Contrary to reports of a spike in new park visitors during this pandemic. A new study shows that the use of outdoor parks and trails in urban areas of North Carolina declined during the two summer months of 2020.

Researchers surveyed 611 residents of North Carolina in August 2020 and asked them about their use of outdoor park spaces during the pandemic and how it compares to the same month last year. The researchers also used cell phone tracking data to understand outdoor urban park use across the state during the pandemic last summer, residents who use their phones at points of interest with “park” in the name across 66 urban areas during July 2020 and 2019 were analyzed and gathered by the company SafeGraph.

The result shows that 56% of people have stopped or decreased their use of open spaces and trails in August of 2020. Approximately 27% show that their park usage didn’t change, and 16% reported increased use. The study also measured the narrative of people who were already likely to visit parks before the pandemic. This group is more likely to be white, Hispanic, or higher-income.
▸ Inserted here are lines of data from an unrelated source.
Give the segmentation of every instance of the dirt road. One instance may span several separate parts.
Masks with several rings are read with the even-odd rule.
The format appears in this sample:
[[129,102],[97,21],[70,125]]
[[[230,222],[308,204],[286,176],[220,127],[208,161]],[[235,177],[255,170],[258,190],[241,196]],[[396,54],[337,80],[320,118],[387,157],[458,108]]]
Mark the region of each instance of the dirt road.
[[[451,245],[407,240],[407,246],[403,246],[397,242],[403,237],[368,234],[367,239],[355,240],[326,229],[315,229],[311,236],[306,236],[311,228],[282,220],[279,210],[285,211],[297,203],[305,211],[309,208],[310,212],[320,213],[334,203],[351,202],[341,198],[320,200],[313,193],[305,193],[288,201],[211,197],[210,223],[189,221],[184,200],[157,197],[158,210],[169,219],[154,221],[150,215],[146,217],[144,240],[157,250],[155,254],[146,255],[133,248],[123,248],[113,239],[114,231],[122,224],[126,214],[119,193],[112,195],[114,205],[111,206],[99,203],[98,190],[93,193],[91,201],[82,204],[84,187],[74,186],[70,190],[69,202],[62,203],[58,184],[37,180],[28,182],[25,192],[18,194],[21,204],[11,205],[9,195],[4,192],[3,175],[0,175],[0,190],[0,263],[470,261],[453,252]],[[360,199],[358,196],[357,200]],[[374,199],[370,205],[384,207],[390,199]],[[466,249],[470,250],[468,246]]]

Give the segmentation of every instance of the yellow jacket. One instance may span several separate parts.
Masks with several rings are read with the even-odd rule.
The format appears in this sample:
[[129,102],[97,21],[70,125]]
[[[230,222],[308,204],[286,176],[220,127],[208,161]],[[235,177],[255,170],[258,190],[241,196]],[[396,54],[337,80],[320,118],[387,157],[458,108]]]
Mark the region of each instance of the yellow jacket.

Data shows that frequent park users in pre-pandemic were 23 times more likely to increase their park usage during the pandemic, occasional park users were nine times more likely to have increase and the Higher-income group was the least likely to stop using parks.

The study also shows a decline in overall park visitation in urban areas, with visits down 15% from 2019 to 2020, and identified those with lower socioeconomic status are linked with lower park visitation. Areas with people who identified as Black, Hispanic, Indigenous, Middle Eastern, North African were also more likely to see declines in park visits.

The researchers stated that they’ve only focused on urban and suburban areas. They also emphasize that the finding shows the need to make sure that all people, across racial and income levels, have access to parks in urban areas.